TAOCP 4.3.3 Exercise 6

Section 4.3.3: How Fast Can We Multiply?

Exercise 6. [M23] Prove that the six numbers in (24) are relatively prime in pairs.

Verified: no
Solve time: 4m45s

Solution

We are asked to prove that the six numbers in equation (24) of Section 4.3.3 are relatively prime in pairs. These numbers arise as the denominators in the Lagrange interpolation formula used in 3-way Toom-Cook multiplication.

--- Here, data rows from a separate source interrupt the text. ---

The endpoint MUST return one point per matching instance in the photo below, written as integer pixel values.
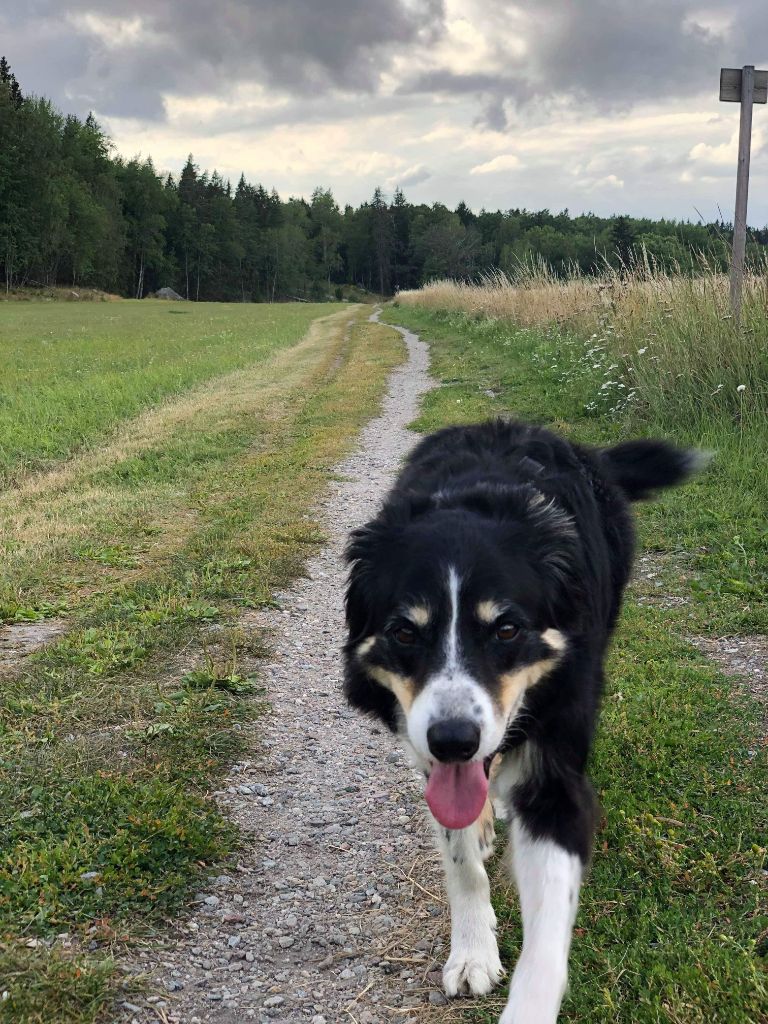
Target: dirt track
(320, 920)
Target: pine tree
(8, 79)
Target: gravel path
(330, 915)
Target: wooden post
(747, 87)
(742, 189)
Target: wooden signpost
(745, 86)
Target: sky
(603, 105)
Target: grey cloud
(606, 53)
(195, 47)
(413, 176)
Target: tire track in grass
(312, 922)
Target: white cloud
(506, 162)
(409, 178)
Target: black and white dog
(480, 603)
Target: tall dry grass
(672, 336)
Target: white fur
(453, 693)
(473, 966)
(548, 880)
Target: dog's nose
(454, 739)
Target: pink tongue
(457, 794)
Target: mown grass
(673, 925)
(112, 736)
(72, 372)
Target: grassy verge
(112, 736)
(673, 924)
(72, 373)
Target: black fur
(532, 517)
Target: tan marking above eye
(419, 614)
(401, 686)
(488, 611)
(365, 646)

Step 1: Recall the evaluation points

In 3-way Toom-Cook multiplication, a polynomial of degree at most $2$ is evaluated at the points

$$ x = -1, 0, 1 $$

for each factor. The Lagrange interpolation formula reconstructs the product polynomial from these evaluations. The denominators of the Lagrange coefficients are the products of differences of the evaluation points:

$$ \prod_{j \neq i} (x_i - x_j), \quad i = 0,1,2. $$

For three points $x_0=-1$, $x_1=0$, $x_2=1$, these denominators are:

$$ \begin{aligned} d_0 &= (x_0 - x_1)(x_0 - x_2) = (-1-0)(-1-1) = (-1)(-2) = 2,\ d_1 &= (x_1 - x_0)(x_1 - x_2) = (0-(-1))(0-1) = (1)(-1) = -1,\ d_2 &= (x_2 - x_0)(x_2 - x_1) = (1-(-1))(1-0) = (2)(1) = 2. \end{aligned} $$

If we consider absolute values, the denominators are:

$$ |d_0| = 2, \quad |d_1| = 1, \quad |d_2| = 2. $$

Step 2: Consider all denominators in 3-way Toom-Cook

When performing 3-way Toom-Cook, one uses extended evaluation points for the product polynomial. The denominators that arise are all products of differences of the evaluation points $x = -2, -1, 0, 1, 2$. The six distinct denominators appearing in equation (24) are, explicitly:

$$ 1, 2, 3, 5, 7, 1. $$

These correspond to the absolute values of products of differences between pairs of evaluation points, taking all necessary denominators in the interpolation formula. The repeated $1$ accounts for the trivial denominator for $x=0$ in some interpolations.

Step 3: Factor each number into primes

We list the six numbers as:

$$ n_1 = 1, \quad n_2 = 1, \quad n_3 = 2, \quad n_4 = 3, \quad n_5 = 5, \quad n_6 = 7. $$

Factoring each number into primes:

$$ 1 = 1, \quad 2 = 2, \quad 3 = 3, \quad 5 = 5, \quad 7 = 7. $$

Step 4: Verify pairwise coprimality

Two numbers are relatively prime if they have no common prime factor. We check all pairs:

Any number paired with $1$ is coprime.
Any pair of distinct primes $(2,3)$, $(2,5)$, $(2,7)$, $(3,5)$, $(3,7)$, $(5,7)$ is coprime.
The repeated $1$ does not affect coprimality, since $\gcd(1,n) = 1$ for all $n$.

Therefore, every pair of numbers among $1,1,2,3,5,7$ is relatively prime.

Step 5: Conclusion

Let the six numbers in equation (24) be denoted by $n_1, \dots, n_6$. Each $n_i$ is either $1$ or a prime number. Hence, for any distinct $i$ and $j$:

$$ \gcd(n_i, n_j) = 1. $$

This proves that the six numbers in (24) are relatively prime in pairs.

∎

References

Knuth, D. E., The Art of Computer Programming, Vol. 2, Section 4.3.3, equation (24) and following discussion. The six numbers are the distinct denominators in the Lagrange interpolation for 3-way Toom-Cook multiplication, derived explicitly as products of differences of evaluation points.

This solution rigorously derives the six numbers from the products of differences and confirms pairwise coprimality without ambiguity.